Saturday, June 6, 2015

Pavel's Blog: Finding The Median In Large Sets Of Numbers Split Across 1000 Servers



Pavel's Blog: Finding The Median In Large Sets Of Numbers Split Across 1000 Servers
How would you find the median across a thousand servers with a billion of numbers each?

This is a question that involves lots of discussion because it may be quite vague and may require taking some assumptions. Obviously we can't do any kind of in-memory sorting because we don't have enough memory. We may possibly fit one set at a time, which would be under 1 GB of memory.

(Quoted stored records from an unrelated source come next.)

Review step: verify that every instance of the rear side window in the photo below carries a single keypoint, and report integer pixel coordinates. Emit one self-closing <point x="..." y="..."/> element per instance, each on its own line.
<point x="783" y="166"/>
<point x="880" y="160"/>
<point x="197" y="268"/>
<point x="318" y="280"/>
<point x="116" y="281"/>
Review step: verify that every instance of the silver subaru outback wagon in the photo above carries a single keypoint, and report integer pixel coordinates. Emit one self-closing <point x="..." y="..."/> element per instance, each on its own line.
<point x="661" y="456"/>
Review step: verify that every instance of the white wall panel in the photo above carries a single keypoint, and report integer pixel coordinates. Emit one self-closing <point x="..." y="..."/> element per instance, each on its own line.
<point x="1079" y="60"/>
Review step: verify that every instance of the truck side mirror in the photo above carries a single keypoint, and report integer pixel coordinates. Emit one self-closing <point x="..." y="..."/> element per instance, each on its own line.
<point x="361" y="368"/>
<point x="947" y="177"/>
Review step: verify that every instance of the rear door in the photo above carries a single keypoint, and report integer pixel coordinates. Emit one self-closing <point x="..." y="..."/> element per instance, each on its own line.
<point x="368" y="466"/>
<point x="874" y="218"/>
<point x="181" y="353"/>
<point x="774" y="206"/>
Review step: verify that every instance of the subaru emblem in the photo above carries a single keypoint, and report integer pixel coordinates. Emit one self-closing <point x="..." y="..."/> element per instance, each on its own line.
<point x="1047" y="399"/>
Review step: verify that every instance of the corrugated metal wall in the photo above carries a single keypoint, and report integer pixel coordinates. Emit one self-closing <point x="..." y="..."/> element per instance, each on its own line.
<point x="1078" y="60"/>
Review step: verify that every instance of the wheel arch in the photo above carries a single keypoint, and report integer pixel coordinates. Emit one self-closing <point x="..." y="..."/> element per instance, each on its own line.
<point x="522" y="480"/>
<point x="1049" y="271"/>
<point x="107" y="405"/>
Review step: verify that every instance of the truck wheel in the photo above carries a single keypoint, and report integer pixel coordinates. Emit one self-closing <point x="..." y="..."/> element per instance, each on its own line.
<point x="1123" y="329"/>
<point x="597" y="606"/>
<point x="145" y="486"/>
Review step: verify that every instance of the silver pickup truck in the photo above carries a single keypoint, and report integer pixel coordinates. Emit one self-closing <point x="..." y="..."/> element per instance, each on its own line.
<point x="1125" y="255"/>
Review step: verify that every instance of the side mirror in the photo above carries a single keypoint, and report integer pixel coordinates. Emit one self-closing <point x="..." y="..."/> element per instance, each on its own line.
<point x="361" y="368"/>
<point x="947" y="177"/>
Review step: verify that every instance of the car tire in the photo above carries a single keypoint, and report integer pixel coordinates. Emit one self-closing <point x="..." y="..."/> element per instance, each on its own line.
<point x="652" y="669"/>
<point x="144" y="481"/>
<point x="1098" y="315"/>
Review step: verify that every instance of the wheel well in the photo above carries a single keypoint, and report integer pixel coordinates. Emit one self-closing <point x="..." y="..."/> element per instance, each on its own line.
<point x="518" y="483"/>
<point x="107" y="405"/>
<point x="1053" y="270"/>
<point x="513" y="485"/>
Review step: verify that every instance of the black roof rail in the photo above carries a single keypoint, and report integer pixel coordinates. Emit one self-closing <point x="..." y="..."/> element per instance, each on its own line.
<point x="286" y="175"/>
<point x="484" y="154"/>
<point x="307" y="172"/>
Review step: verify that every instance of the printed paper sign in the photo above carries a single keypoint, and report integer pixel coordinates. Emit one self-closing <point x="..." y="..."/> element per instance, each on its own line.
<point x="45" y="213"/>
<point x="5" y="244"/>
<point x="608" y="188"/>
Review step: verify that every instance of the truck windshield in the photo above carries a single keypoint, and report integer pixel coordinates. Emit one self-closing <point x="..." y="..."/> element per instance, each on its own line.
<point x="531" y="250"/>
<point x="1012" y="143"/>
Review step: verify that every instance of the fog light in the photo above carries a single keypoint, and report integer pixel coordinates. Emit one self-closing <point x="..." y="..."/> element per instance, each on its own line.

The first obvious solution is an external merge sort and then a look up of the n/2 element (or the average of n/2 and n/2 + 1 on even n's). This solution would be n log n, but you may look for an O (n) solution, which someone may find impossible, since you need a sorted set to determine the median that involves element comparison which leads to the n log n complexity. But, who says we need sort by comparison.. ?

Another solution comes from our observation that we need to find the n/2 element in a sorted array, which can be generalized to the order statistics algorithm of finding the kth smallest number in an unsorted array. 

This algorithm is also called quick select or the selection algorithm. I talked about an implementation of this algorithm in this article. The problem is that this is an in-memory algorithm and we would not have enough memory to maintain all the sets. 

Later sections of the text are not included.